Dies alles ist schon Thema in der Konstitution über die Kirche Lumen gentium, verabschiedet am 21. November 1964. Das konziliare Dekret über das Laienapostolat Apostolicam actuositatem, ein Jahr später in der letzten Konzilsperiode verabschiedet, geht nun ins Detail. Vor allem geht es ihm darum, dass die Sendung der Laien sinnvoller Weise auch gemeinschaftliche Formen annehmen kann und soll. Die von Land zu Land unterschiedliche Traditionen, die Vielfalt der Zielsetzungen und die unterschiedliche Nähe zur Hierarchie beziehungsweise die Eigenständigkeit bestehender Laienvereinigungen erlaubten es den Konzilsvätern nicht, weltweit einheitliche und zugleich gültige Strukturen für die Laienarbeit vorzugeben.

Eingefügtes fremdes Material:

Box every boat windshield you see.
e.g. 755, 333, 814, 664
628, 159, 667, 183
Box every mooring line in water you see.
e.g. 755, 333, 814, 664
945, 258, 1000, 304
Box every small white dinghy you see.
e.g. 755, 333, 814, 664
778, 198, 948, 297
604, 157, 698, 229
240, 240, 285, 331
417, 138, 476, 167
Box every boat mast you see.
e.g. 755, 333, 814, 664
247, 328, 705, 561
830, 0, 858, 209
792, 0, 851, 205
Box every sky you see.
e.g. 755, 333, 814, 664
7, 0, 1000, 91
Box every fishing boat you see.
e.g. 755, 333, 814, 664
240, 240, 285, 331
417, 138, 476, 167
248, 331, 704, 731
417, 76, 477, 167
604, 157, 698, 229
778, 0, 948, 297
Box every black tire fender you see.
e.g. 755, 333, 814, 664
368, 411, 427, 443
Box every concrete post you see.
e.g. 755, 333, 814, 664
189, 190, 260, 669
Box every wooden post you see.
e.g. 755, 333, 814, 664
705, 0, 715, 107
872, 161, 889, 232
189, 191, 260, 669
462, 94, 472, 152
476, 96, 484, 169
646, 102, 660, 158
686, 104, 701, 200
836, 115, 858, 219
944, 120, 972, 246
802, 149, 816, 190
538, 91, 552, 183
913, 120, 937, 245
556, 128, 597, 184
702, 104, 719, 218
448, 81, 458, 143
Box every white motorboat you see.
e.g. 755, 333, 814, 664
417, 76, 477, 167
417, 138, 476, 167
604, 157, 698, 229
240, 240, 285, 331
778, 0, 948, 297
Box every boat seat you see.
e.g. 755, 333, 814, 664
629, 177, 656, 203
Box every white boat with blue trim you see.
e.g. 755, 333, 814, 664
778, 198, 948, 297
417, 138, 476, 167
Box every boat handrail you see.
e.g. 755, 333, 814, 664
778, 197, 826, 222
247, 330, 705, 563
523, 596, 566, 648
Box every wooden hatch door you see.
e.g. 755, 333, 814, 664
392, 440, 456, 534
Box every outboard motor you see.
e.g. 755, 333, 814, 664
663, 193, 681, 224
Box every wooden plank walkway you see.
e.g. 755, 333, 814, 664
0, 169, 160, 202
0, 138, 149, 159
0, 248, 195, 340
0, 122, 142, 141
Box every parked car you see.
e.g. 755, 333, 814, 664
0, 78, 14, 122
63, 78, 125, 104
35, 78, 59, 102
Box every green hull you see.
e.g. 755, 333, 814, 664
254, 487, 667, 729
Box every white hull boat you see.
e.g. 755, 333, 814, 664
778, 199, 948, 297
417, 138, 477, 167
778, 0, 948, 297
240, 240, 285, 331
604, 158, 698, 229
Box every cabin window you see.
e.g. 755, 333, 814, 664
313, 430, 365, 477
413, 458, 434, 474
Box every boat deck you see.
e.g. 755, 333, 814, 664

Aber immerhin: das Konzil empfiehlt in Diözesen und Pfarreien, und ähnlich auf zwischenpfarrlicher, aber auch auf nationaler und internationaler Ebene Beratungsgremien einzurichten, in denen die Laien mit Priestern und Ordensleuten zusammenarbeiten sollten, um die gemeinsame Sendung der Kirche in seiner ganzen Breite zu stärken.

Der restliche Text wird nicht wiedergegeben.